This post was originally published by the Yale Journal on Regulation's Notice & Comment blog. It is excerpted here.
On the day before President Biden’s inauguration, the Department of Health and Human Services (HHS) adopted the Securing Updated and Necessary Statutory Evaluations Timely rule, colloquially known as the SUNSET Rule, because it would sunset any regulation that had not been assessed and, where required, reviewed within a specific timetable.
Specifically, it provided that all HHS regulations would expire at the end of: (i) five calendar years after the year that the regulation first becomes effective; (ii) ten calendar years after the year of the regulation’s promulgation; or (iii) ten calendar years after the last year in which HHS assessed and (if review of the regulation was required) reviewed the regulation, whichever is latest.
The purpose of the rule, according to HHS, was to incentivize the agency to undertake the reviews required under the Regulatory Flexibility Act (RFA). That Act requires agencies to have a plan for reviewing every ten years those regulations that have a significant effect on a substantial number of small entities, and each year to publish a list of those regulations that the agency will review that year.

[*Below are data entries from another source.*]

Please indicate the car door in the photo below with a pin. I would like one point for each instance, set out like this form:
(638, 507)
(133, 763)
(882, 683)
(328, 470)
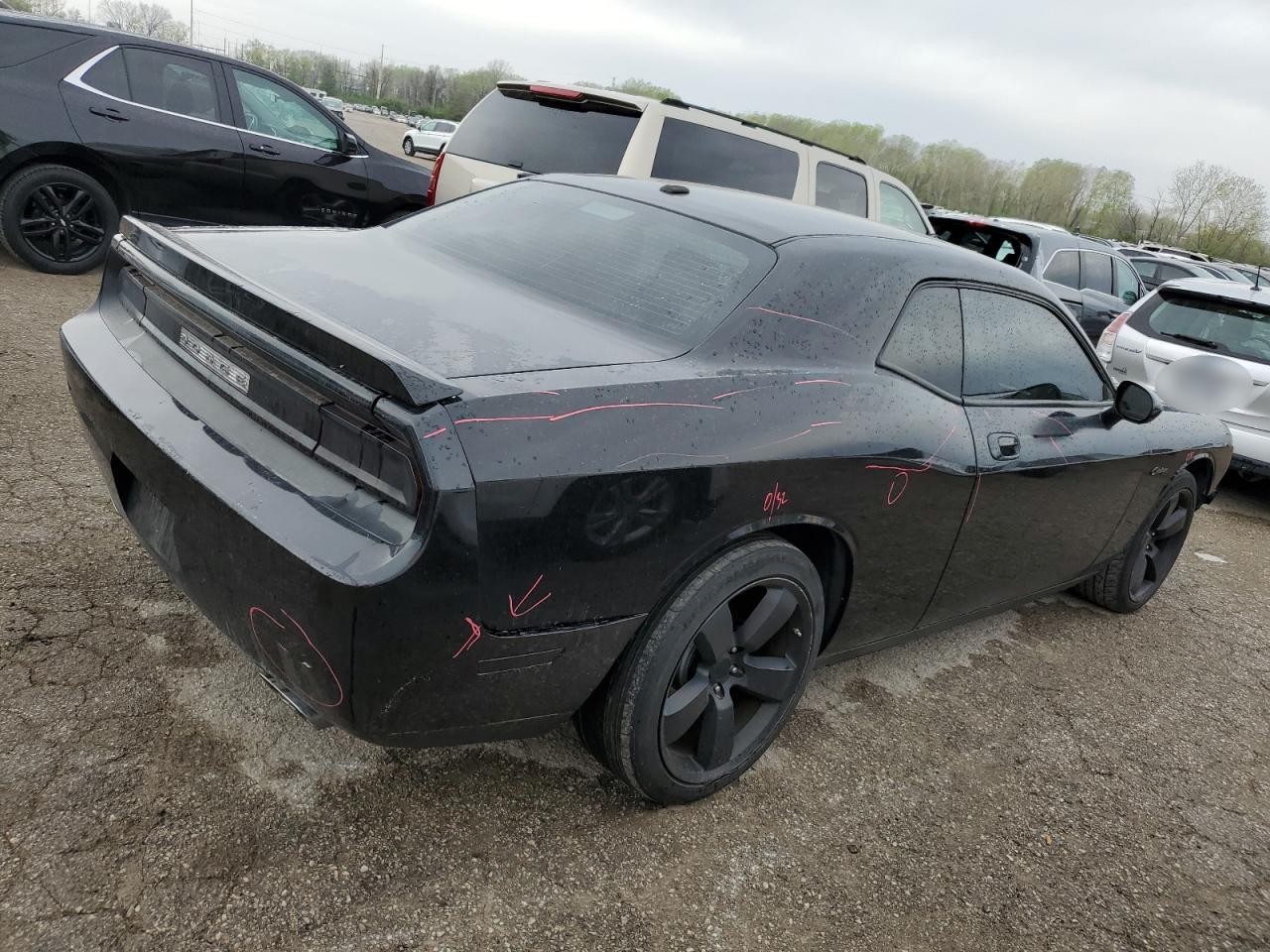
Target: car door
(160, 121)
(1055, 474)
(299, 169)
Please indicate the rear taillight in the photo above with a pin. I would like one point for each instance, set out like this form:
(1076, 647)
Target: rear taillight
(430, 197)
(1106, 343)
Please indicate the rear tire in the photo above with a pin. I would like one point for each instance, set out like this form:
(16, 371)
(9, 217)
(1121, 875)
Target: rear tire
(56, 218)
(712, 676)
(1132, 579)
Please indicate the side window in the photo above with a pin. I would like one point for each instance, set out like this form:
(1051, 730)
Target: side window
(841, 189)
(898, 209)
(1096, 272)
(1016, 349)
(177, 84)
(273, 109)
(109, 76)
(695, 153)
(1127, 287)
(928, 339)
(1065, 268)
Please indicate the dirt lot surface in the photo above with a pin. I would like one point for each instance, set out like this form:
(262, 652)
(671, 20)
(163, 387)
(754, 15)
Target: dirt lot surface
(1052, 778)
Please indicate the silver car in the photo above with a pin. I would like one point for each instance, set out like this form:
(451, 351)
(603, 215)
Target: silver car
(1202, 316)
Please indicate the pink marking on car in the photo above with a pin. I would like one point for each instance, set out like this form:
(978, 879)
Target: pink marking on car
(516, 608)
(471, 639)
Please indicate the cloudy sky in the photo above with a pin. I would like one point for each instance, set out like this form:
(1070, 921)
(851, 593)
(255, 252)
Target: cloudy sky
(1144, 86)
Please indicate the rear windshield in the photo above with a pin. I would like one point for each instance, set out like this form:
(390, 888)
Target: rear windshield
(515, 128)
(1220, 326)
(1006, 246)
(658, 275)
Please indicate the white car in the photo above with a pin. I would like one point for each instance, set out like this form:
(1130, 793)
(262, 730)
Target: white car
(431, 137)
(1202, 316)
(522, 128)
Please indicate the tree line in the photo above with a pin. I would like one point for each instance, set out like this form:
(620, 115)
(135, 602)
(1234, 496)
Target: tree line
(1205, 207)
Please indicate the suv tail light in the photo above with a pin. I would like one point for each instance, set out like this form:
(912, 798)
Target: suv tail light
(1106, 343)
(430, 197)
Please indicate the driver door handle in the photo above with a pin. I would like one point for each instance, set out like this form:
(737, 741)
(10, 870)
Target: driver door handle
(1003, 445)
(108, 113)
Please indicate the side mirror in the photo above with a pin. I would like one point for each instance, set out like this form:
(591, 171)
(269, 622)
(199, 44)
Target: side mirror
(1135, 404)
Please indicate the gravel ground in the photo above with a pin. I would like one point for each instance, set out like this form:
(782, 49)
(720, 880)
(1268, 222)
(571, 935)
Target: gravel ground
(1052, 778)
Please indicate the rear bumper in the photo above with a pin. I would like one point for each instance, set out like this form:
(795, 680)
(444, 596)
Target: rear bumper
(1251, 449)
(377, 638)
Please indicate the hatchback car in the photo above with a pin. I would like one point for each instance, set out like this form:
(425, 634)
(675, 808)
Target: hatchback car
(725, 438)
(1202, 316)
(95, 123)
(430, 137)
(1087, 275)
(522, 128)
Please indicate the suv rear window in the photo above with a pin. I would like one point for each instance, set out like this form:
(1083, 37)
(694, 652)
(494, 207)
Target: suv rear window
(515, 128)
(694, 153)
(1209, 324)
(21, 42)
(668, 278)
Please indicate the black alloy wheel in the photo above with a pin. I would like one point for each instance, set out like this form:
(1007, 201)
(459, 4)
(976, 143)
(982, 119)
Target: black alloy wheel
(63, 222)
(1161, 544)
(734, 679)
(1133, 576)
(712, 675)
(58, 218)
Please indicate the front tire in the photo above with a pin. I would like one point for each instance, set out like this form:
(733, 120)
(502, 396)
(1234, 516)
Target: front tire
(712, 676)
(56, 218)
(1129, 580)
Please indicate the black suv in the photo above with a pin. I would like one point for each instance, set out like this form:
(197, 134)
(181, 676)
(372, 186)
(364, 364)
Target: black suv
(96, 123)
(1092, 281)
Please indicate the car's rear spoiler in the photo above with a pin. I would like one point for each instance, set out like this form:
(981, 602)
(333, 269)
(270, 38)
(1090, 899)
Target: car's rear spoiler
(340, 348)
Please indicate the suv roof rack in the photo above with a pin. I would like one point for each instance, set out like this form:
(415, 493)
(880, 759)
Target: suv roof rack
(753, 125)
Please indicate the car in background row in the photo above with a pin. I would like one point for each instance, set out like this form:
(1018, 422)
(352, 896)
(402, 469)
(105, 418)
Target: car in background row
(1157, 270)
(95, 123)
(524, 128)
(335, 107)
(1091, 280)
(1202, 316)
(430, 137)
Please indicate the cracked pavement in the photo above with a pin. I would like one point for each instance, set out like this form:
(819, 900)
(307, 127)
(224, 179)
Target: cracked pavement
(1049, 778)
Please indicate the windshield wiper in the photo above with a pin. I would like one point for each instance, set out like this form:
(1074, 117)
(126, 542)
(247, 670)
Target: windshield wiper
(1189, 339)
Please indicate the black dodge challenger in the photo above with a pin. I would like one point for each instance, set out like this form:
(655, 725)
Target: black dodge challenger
(624, 451)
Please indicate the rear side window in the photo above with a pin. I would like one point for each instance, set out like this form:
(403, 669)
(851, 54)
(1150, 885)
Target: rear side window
(1016, 349)
(109, 76)
(1096, 272)
(177, 84)
(545, 135)
(898, 209)
(694, 153)
(21, 42)
(1225, 327)
(670, 278)
(928, 339)
(841, 189)
(1065, 268)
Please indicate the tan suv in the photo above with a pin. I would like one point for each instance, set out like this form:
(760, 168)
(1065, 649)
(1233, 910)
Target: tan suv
(522, 128)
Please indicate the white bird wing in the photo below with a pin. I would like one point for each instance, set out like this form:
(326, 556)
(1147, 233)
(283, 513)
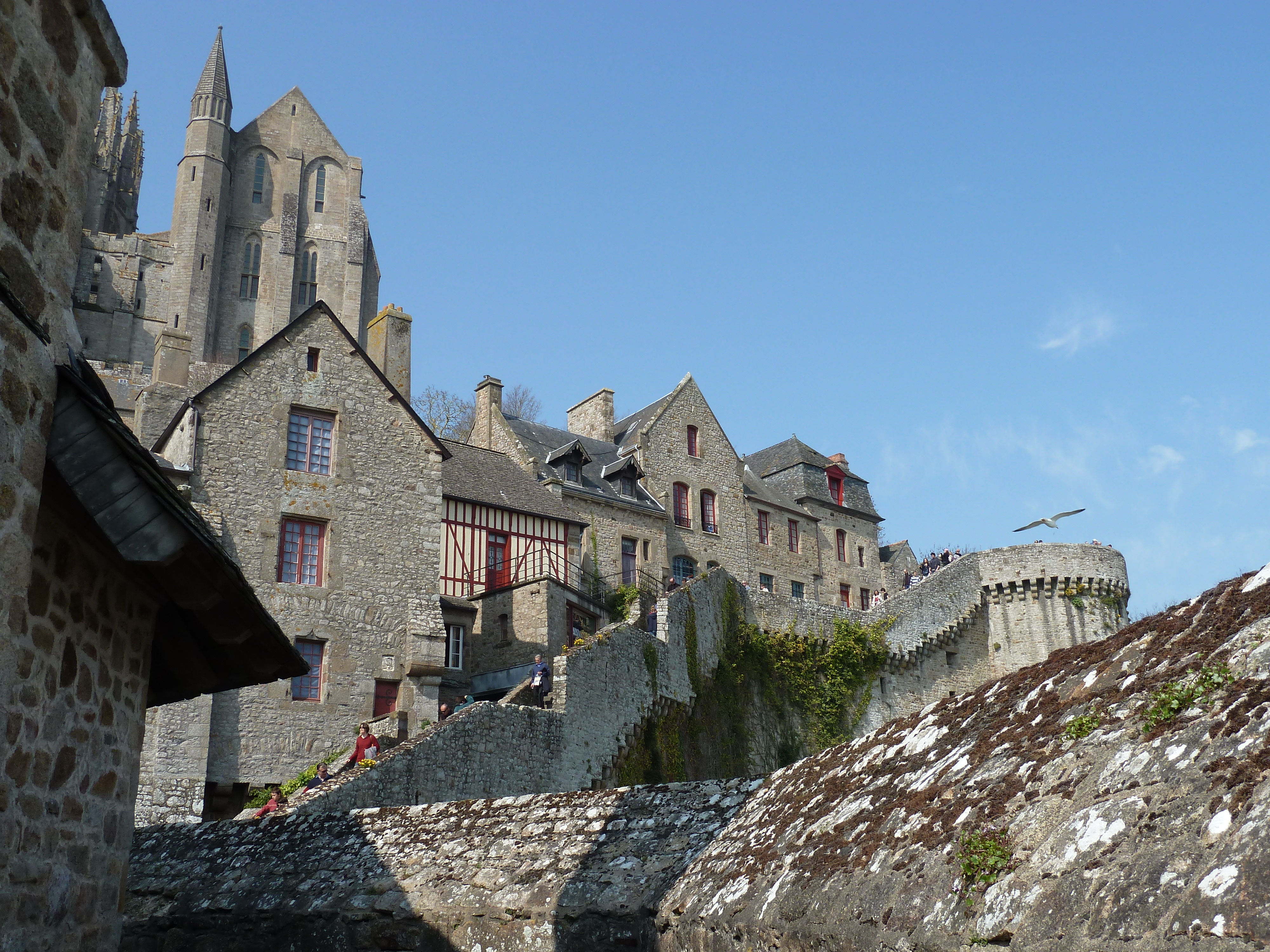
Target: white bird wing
(1065, 515)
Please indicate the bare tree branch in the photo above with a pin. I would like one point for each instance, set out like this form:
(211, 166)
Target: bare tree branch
(448, 414)
(520, 402)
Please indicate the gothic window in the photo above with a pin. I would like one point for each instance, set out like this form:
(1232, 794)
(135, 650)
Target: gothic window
(308, 687)
(258, 182)
(709, 522)
(681, 507)
(309, 439)
(683, 569)
(307, 291)
(250, 286)
(302, 550)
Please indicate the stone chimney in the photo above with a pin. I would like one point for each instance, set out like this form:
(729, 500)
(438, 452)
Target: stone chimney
(388, 342)
(594, 417)
(490, 400)
(172, 357)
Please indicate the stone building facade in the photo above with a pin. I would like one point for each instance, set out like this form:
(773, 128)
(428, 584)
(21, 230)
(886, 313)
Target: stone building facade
(326, 488)
(266, 221)
(114, 596)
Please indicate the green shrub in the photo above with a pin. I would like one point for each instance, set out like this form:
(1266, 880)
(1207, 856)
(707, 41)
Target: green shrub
(1196, 690)
(262, 797)
(1084, 725)
(986, 856)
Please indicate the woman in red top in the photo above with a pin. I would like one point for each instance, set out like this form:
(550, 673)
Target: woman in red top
(366, 742)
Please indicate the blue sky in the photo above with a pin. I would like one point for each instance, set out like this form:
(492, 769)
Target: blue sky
(1009, 258)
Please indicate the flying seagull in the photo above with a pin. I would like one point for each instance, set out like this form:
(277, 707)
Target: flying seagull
(1052, 521)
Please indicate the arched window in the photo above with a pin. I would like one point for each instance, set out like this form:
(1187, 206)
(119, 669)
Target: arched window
(258, 182)
(307, 291)
(250, 286)
(709, 524)
(683, 568)
(681, 507)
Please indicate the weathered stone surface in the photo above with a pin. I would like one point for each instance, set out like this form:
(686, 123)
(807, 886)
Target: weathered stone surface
(578, 871)
(1123, 838)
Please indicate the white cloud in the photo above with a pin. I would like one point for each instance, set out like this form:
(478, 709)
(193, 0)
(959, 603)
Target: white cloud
(1160, 459)
(1078, 328)
(1247, 440)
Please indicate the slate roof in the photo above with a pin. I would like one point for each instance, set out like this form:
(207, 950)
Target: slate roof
(491, 478)
(627, 431)
(766, 493)
(540, 441)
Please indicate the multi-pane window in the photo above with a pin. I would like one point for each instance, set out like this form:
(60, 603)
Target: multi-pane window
(709, 522)
(681, 507)
(307, 290)
(836, 489)
(455, 647)
(250, 286)
(309, 439)
(308, 687)
(385, 697)
(258, 182)
(683, 568)
(300, 559)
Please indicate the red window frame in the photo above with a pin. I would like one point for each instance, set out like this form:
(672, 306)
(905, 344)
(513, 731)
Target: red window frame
(709, 512)
(302, 550)
(385, 697)
(308, 687)
(309, 442)
(836, 489)
(681, 506)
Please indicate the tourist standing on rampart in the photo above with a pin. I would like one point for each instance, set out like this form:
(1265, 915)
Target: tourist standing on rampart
(540, 680)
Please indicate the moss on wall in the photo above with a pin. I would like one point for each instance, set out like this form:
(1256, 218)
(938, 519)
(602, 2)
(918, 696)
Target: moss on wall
(773, 700)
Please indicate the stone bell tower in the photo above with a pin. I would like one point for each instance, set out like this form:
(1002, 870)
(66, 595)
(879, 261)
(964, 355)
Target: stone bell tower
(201, 205)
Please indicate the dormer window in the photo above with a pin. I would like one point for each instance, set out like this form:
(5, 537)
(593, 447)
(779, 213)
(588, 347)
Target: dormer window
(836, 489)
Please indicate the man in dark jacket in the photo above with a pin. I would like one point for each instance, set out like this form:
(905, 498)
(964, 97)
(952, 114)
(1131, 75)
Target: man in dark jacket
(540, 680)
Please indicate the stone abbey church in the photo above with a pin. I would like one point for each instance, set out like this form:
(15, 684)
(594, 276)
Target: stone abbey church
(247, 350)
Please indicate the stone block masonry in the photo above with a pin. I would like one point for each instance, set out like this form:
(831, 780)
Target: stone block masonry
(563, 871)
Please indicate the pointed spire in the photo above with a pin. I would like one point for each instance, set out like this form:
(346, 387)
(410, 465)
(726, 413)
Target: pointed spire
(215, 81)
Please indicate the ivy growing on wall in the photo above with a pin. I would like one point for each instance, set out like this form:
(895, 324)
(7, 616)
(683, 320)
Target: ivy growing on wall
(806, 692)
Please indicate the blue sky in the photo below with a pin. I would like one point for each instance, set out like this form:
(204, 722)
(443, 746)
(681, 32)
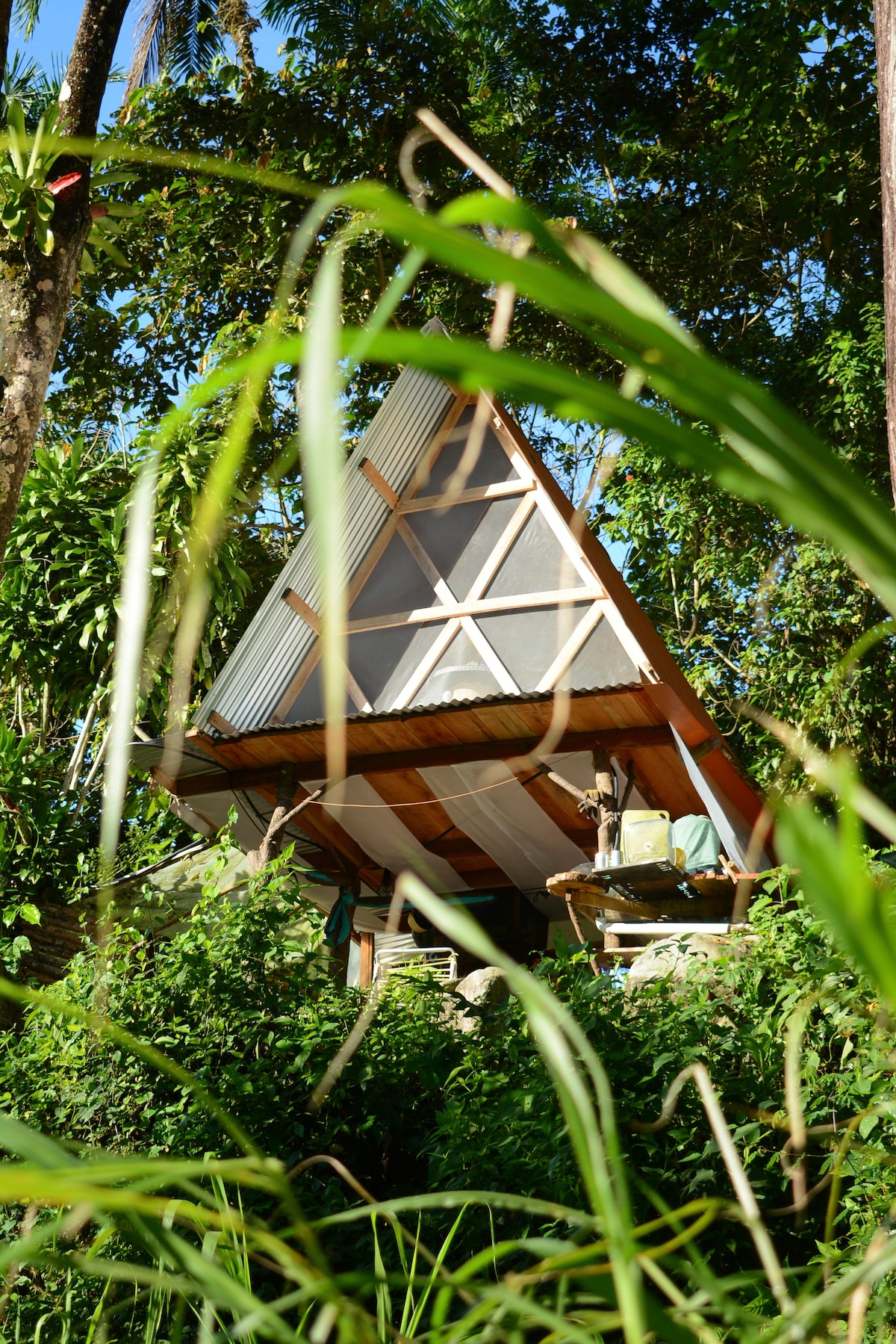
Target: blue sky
(55, 34)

As interpreted by HHS, the RFA required it to “assess” all of its existing regulations to determine whether they had a significant effect on a substantial number of small entities, and then to review those determined to have such an effect. HHS admitted that it had failed over the years to make all the required reviews required by its plan. Under the SUNSET Rule such failures would result in the automatic termination of the unassessed or unreviewed regulation.
The rule was almost immediately challenged in court on substantive and procedural grounds. In response, the new administration’s HHS delayed the effective date of the rule until March 22, 2022, pending judicial review. Because HHS said that it was reconsidering the SUNSET Rule in light of the claims made in the lawsuit, the parties sought a stay of the litigation, which the court granted. Then, in October 2021, HHS issued a notice of proposed rulemaking to rescind the SUNSET Rule, and in early March 2022, HHS further extended the effective date to September 22, 2022, in order to give it adequate time to consider the comments on the proposed repeal of the rule.
Everyone is expecting HHS to rescind the SUNSET Rule in the near future, and HHS should indeed take this action. Unlike the SUNSET Rule itself, which was neither lawful nor good policy, its rescission would be both lawful and good policy. But before we go any further, let us be clear that what is really at issue here is not HHS’s SUNSET Rule, but the concept of having sunset rules for regulations at all. There is nothing special about HHS or its regulations, or its failure to fulfill the requirements of the Regulatory Flexibility Act. HHS’s situation is faced by all federal agencies.